1. An acoustic apparatus comprising:

a plurality of microphone arrays arranged on a circumference around one axis and facing outwardly away the one axis along a plane that is orthogonal to the one axis; and

a sound signal processing circuit that delays a phase of a sound signal output from each of the microphone arrays by an angle on the circumference at an installation position of each of the microphone arrays,

wherein the sound signal processing circuit includes an adder that combines the sound signals delayed by the sound signal processing circuit,

wherein an angle of one microphone array, among the microphone arrays, is set to 0 degrees as a reference angle, the one microphone array being arranged at a reference installation position,

wherein the other microphone arrays, among the microphone arrays, are arranged at installation positions along the circumference so that the angles of the installation positions of the other microphone arrays from the reference position are increased along a circumferential direction around the one axis, respectively, and

wherein the sound signal processing circuit delays the phase of the sound signal output from each of the other microphone arrays in accordance with the angle of each of the installation positions of the other microphone arrays from the reference installation position.
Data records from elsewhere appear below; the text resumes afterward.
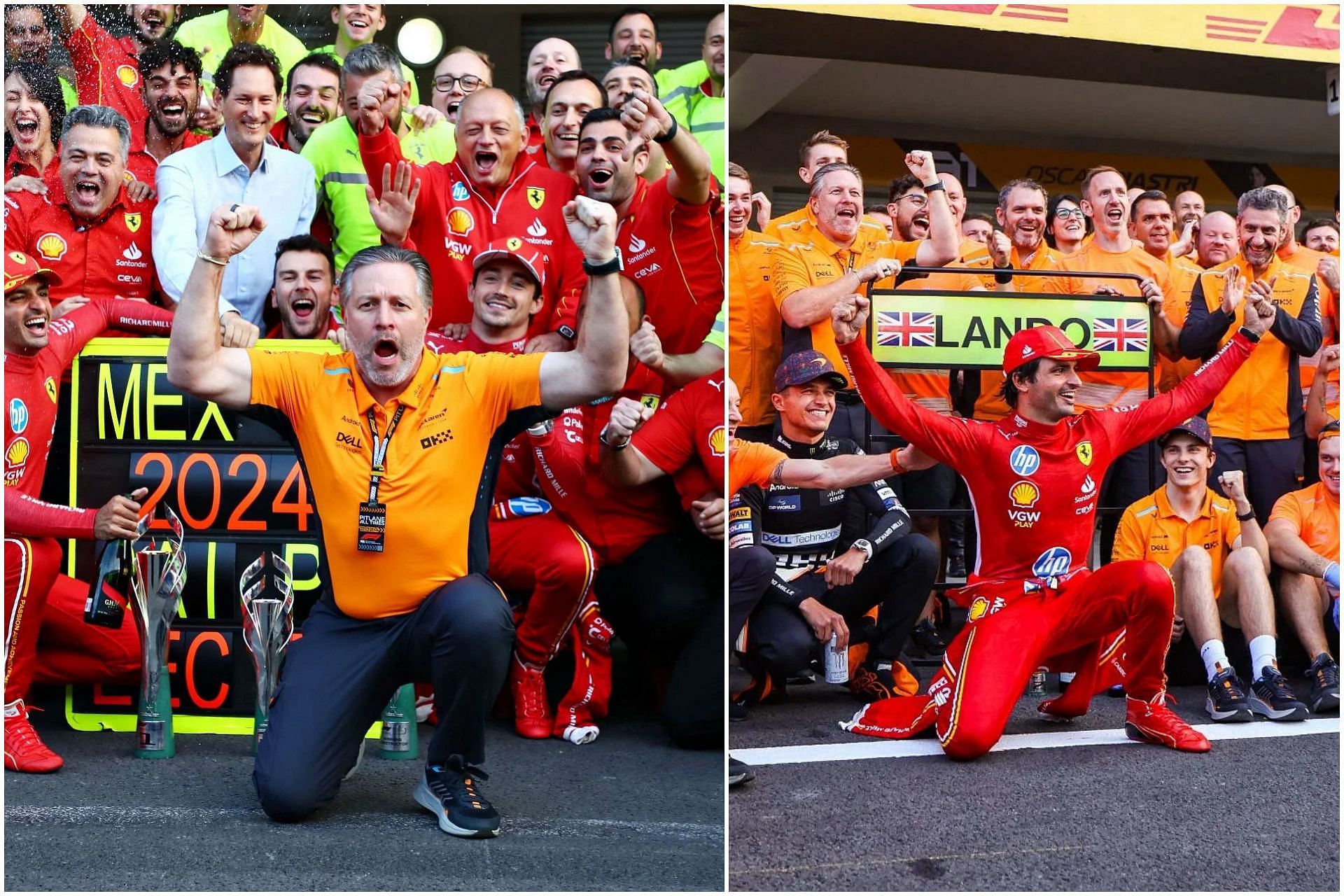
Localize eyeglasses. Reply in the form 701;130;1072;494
434;75;482;92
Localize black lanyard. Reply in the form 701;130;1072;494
368;405;406;504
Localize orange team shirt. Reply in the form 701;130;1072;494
1278;243;1340;400
729;440;789;497
764;203;887;241
770;220;922;371
970;241;1063;422
1046;241;1172;408
729;230;783;426
887;239;993;414
1266;482;1340;563
1198;255;1316;440
247;348;546;620
1157;253;1222;392
1110;485;1242;598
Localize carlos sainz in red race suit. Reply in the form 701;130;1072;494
832;272;1274;759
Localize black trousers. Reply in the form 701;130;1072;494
253;575;513;821
594;525;724;750
1208;437;1305;525
734;535;938;678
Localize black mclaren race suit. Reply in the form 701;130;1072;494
729;430;938;681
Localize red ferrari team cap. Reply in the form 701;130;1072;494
1004;326;1100;376
4;251;60;293
472;237;546;286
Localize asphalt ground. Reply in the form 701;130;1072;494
4;687;724;890
729;669;1340;892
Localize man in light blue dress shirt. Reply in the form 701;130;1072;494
153;43;317;326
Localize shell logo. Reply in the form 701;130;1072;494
4;437;29;466
710;426;729;456
38;234;70;262
1008;479;1040;507
447;207;476;237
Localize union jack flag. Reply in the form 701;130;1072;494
878;312;934;348
1091;317;1148;352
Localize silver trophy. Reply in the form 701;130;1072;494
238;554;294;751
130;505;187;759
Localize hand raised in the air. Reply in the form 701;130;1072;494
831;294;869;345
564;196;615;265
200;203;266;260
364;161;421;246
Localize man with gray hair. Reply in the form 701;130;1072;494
4;106;167;318
1179;187;1321;524
153;43;317;338
168;196;629;837
360;86;583;351
301;43;456;275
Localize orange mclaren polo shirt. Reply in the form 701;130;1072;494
1046;241;1172;408
247;349;545;620
729;440;789;497
1266;482;1340;563
729;230;783;426
770;219;922;371
1157;253;1204;392
1110;485;1242;596
1192;255;1319;440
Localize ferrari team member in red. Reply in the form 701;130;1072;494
575;90;723;355
4;106;155;317
435;237;596;743
55;3;181;140
599;371;729;748
4;247;172;772
832;274;1273;759
359;78;587;351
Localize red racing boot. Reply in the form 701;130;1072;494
4;700;66;775
1125;690;1212;752
508;653;554;738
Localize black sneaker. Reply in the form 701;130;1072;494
1250;666;1310;722
1204;669;1255;722
1305;653;1340;712
849;662;900;703
906;620;948;657
415;756;500;838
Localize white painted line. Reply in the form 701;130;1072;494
4;805;723;844
730;719;1340;766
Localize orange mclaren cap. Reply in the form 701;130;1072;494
1004;325;1100;376
4;251;60;293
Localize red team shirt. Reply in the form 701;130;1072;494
66;13;155;138
633;371;729;494
126;129;210;187
359;127;586;337
4;187;155;305
615;176;723;355
840;335;1252;584
4;297;172;539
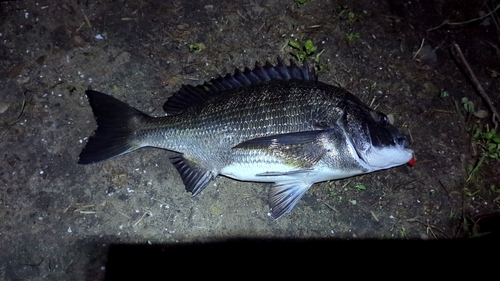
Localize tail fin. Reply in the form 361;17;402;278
78;90;148;164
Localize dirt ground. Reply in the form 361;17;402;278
0;0;500;280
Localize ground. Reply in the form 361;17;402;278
0;0;500;280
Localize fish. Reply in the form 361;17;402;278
78;58;414;219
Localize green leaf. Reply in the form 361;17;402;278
464;101;474;113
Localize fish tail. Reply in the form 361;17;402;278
78;90;150;164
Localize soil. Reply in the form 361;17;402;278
0;0;500;280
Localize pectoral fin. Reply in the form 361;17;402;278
233;130;331;168
269;181;311;219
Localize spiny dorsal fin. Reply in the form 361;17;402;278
163;57;317;114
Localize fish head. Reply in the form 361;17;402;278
337;103;413;171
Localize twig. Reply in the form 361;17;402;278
411;38;425;60
427;5;500;32
452;43;500;130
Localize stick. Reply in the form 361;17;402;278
452;42;500;130
427;5;500;32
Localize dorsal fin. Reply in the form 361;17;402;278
163;57;317;114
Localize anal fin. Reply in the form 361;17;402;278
170;154;217;196
269;181;312;219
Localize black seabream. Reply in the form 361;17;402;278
79;59;413;219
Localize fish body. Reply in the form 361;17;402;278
79;60;413;219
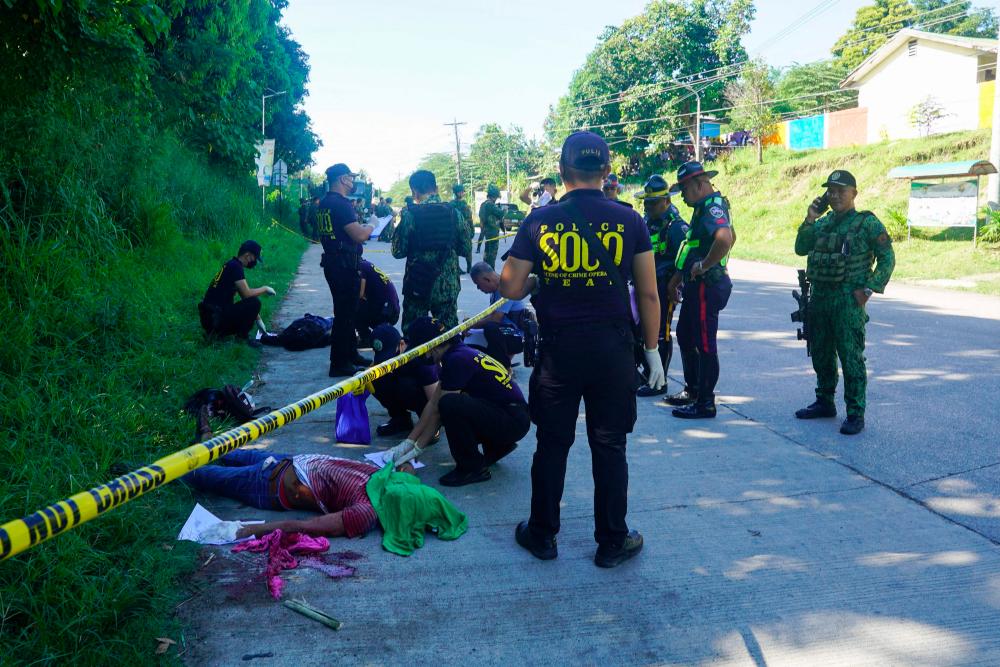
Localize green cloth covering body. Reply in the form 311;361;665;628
365;465;469;556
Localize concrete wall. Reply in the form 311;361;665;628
858;39;979;143
825;107;868;148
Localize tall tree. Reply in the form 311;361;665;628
545;0;755;170
725;60;780;164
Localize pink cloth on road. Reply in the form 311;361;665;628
233;530;330;600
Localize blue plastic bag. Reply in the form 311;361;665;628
337;390;372;445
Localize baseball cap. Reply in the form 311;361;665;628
635;174;670;201
406;316;445;347
559;132;611;171
236;240;264;264
822;170;858;188
670;160;719;195
372;324;403;364
326;162;357;183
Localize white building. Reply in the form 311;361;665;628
841;28;997;143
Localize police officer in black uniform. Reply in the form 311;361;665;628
666;161;736;419
500;132;664;567
316;163;373;377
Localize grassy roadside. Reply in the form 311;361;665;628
704;130;1000;295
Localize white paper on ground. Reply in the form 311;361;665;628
365;449;425;469
177;503;264;544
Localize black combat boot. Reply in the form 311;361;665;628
795;401;837;419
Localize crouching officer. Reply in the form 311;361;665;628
795;170;896;435
316;163;374;377
198;241;274;344
372;324;438;437
380;317;531;486
636;174;688;396
451;183;475;273
500;132;664;567
666;161;736;419
392;169;472;333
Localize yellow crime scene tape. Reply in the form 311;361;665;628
0;299;507;560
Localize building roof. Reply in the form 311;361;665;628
889;160;997;178
840;28;997;88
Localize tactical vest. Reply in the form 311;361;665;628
674;194;733;269
406;203;455;251
806;211;875;285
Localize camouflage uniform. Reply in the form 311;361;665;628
450;198;475;272
795;209;896;417
392;195;472;332
476;199;504;268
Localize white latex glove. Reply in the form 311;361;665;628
392;443;424;466
385;438;417;465
642;347;667;389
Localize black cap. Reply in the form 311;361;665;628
822;170;858;188
559;132;611;171
406;316;445;348
372;324;403;364
236;241;264;264
326;162;357;183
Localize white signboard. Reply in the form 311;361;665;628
907;178;979;227
256;139;274;186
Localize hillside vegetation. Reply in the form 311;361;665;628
712;130;1000;294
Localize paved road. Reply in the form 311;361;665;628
181;246;1000;667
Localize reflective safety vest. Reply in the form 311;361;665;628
674;194;733;269
406;202;455;251
806;211;875;285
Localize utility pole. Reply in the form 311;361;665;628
986;26;1000;203
444;118;465;183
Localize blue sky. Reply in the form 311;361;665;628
284;0;871;187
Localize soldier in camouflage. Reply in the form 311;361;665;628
795;170;896;435
476;185;504;268
451;183;475;273
392;169;472;333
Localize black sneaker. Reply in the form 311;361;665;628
485;442;517;466
635;384;667;398
795;401;837;419
514;521;559;560
663;387;698;405
375;415;413;437
671;403;715;419
594;530;642;567
330;364;361;377
840;415;865;435
438;468;492;486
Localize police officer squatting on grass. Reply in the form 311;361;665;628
392;169;472;333
476;183;505;268
316;163;374;377
500;132;664;567
389;317;531;486
636;174;688;396
198;241;274;346
451;183;476;273
666;162;736;419
795;170;896;435
372;324;438;437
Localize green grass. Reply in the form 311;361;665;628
712;130;1000;295
0;85;306;665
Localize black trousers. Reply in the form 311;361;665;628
528;323;636;544
198;296;260;338
323;255;361;366
372;374;427;419
438;393;531;472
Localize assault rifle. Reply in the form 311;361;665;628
792;269;812;356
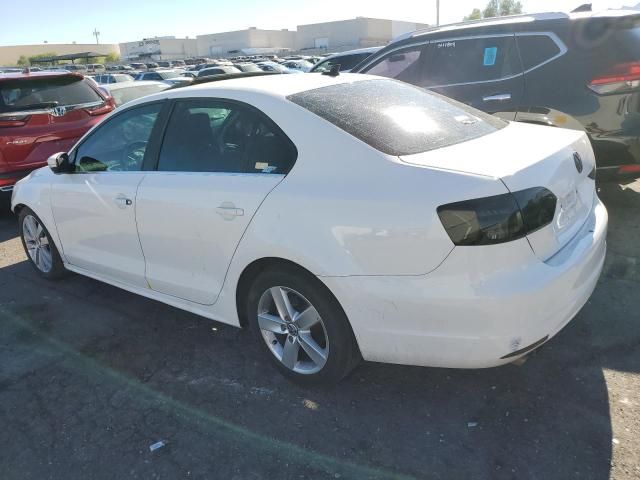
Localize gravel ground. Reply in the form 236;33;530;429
0;184;640;480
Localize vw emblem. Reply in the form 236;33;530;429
51;107;67;117
573;152;584;173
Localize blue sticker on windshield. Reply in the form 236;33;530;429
483;47;498;67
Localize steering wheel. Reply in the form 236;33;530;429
121;141;149;170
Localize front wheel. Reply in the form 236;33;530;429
247;268;360;384
18;207;66;280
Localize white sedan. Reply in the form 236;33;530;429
12;74;607;382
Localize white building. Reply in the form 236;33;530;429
296;17;428;53
120;37;197;62
196;27;296;58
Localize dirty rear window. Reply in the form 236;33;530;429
0;76;102;113
287;79;507;155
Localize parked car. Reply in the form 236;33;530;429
0;72;115;192
310;47;382;73
100;80;171;107
12;74;607;382
198;65;240;78
282;60;313;73
354;10;640;180
87;63;106;73
93;73;133;84
135;70;186;84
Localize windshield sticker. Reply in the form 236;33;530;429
483;47;498;67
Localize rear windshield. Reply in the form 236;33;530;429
287;79;507;155
0;76;102;113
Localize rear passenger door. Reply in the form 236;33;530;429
136;99;297;305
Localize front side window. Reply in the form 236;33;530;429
75;103;162;172
158;100;296;174
362;45;427;85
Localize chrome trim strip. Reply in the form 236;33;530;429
0;100;104;118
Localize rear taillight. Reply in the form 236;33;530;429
86;97;116;117
588;62;640;95
438;187;557;246
0;115;31;128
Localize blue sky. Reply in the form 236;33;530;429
0;0;640;45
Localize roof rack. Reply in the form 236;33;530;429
169;72;283;90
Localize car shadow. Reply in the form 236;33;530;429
0;182;640;480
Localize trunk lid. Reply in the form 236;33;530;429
0;75;113;171
400;123;595;260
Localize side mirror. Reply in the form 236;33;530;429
47;152;69;173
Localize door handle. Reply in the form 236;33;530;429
113;195;133;208
216;202;244;220
482;93;511;102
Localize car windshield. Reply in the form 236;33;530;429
109;84;169;107
287;79;507;155
0;76;102;113
311;53;371;72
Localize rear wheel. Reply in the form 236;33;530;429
18;207;66;280
247;268;360;384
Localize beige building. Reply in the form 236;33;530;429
197;27;296;57
296;17;428;53
120;37;197;62
0;43;120;66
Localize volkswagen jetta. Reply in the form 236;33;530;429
12;74;607;382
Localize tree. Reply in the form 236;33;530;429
464;0;522;21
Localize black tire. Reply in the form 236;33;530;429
18;207;67;280
246;267;361;385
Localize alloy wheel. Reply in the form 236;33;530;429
257;286;329;375
22;215;53;273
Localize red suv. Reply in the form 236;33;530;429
0;72;115;192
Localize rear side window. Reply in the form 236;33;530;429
0;76;102;113
158;100;297;174
312;53;371;72
363;45;428;85
518;35;561;71
287;80;507;155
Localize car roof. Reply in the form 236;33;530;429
0;70;84;82
100;80;168;91
322;47;384;61
389;9;640;45
129;73;382;106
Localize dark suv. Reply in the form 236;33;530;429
0;72;115;191
352;10;640;179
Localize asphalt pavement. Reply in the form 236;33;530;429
0;184;640;480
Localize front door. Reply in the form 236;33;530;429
51;103;162;287
137;99;296;305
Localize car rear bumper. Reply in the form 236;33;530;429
321;198;608;368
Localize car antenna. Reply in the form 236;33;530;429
322;63;340;77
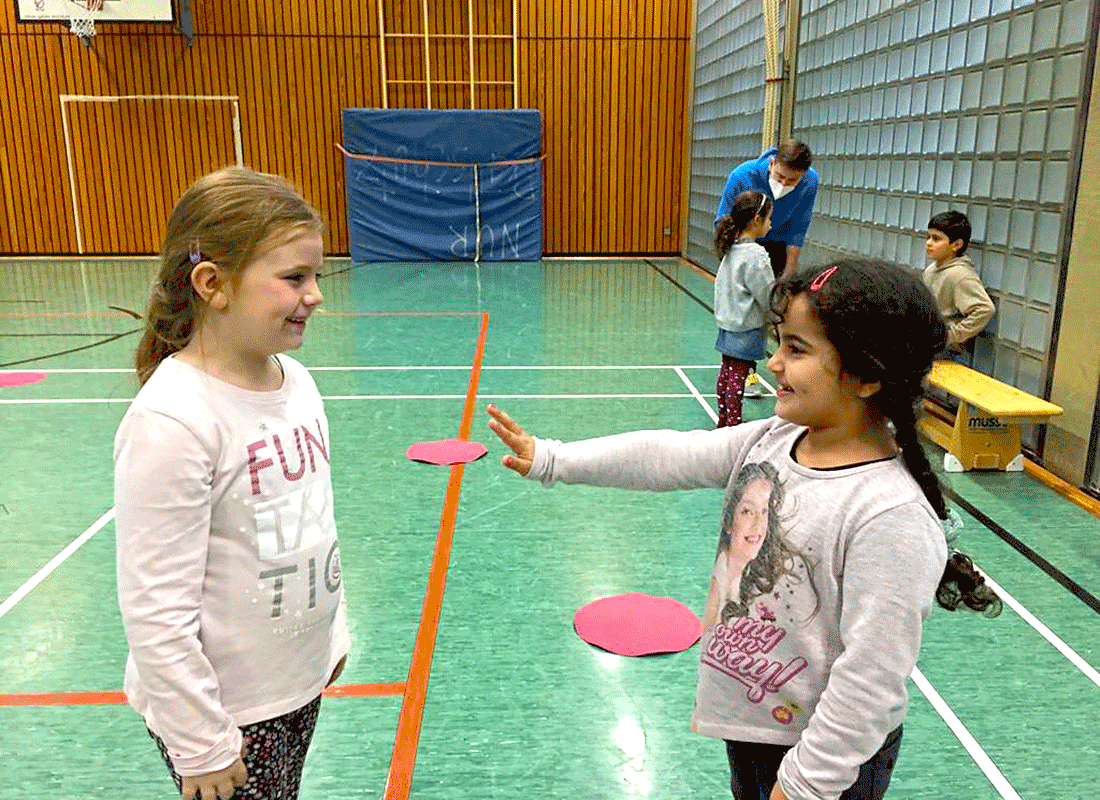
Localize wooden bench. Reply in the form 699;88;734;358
916;361;1062;472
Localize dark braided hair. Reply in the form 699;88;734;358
771;259;1001;616
714;189;771;259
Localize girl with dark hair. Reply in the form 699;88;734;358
714;189;774;427
488;261;1000;800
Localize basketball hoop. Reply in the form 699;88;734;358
69;0;103;44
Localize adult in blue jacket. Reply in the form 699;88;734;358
714;139;817;278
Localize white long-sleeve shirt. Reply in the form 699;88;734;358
528;417;947;800
114;355;349;775
714;241;776;332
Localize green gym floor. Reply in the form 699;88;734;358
0;259;1100;800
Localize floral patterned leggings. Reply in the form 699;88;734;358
715;354;756;428
149;697;321;800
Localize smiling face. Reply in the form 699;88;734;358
768;156;806;186
768;295;873;430
924;228;963;264
218;232;325;361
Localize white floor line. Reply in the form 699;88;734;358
0;506;114;617
673;366;718;424
677;370;1022;800
910;667;1023;800
982;572;1100;687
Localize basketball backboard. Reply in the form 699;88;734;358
15;0;174;22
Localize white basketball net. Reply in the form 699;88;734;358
69;2;97;39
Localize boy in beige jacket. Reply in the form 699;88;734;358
924;211;996;353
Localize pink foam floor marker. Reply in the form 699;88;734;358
405;439;488;464
573;592;703;656
0;372;46;386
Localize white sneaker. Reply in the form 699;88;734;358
744;372;766;398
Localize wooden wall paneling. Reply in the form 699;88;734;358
12;36;39;252
42;34;76;252
601;37;627;252
0;37;23;248
649;39;668;252
21;36;43;248
560;37;585;248
578;35;604;252
655;40;689;252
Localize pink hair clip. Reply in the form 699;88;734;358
810;265;840;292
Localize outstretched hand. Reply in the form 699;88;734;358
485;404;535;475
180;746;249;800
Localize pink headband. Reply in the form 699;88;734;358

2. The acoustic apparatus according to claim 1, wherein each of the microphone arrays contains a plurality of microphone units, and a delay processing circuit that delays and combines sound signals collected by the respective microphone units to provide directivity for the respective microphone array.

3. The acoustic apparatus according to claim 1, further comprising a speaker in which a sound emission direction is set along a direction of the axis.

4. The acoustic apparatus according to claim 3, further comprising an adaptive echo canceller that subtracts a pseudo feedback signal in which a sound signal input to the speaker is filtered from an output signal of the sound signal processing circuit to output a signal.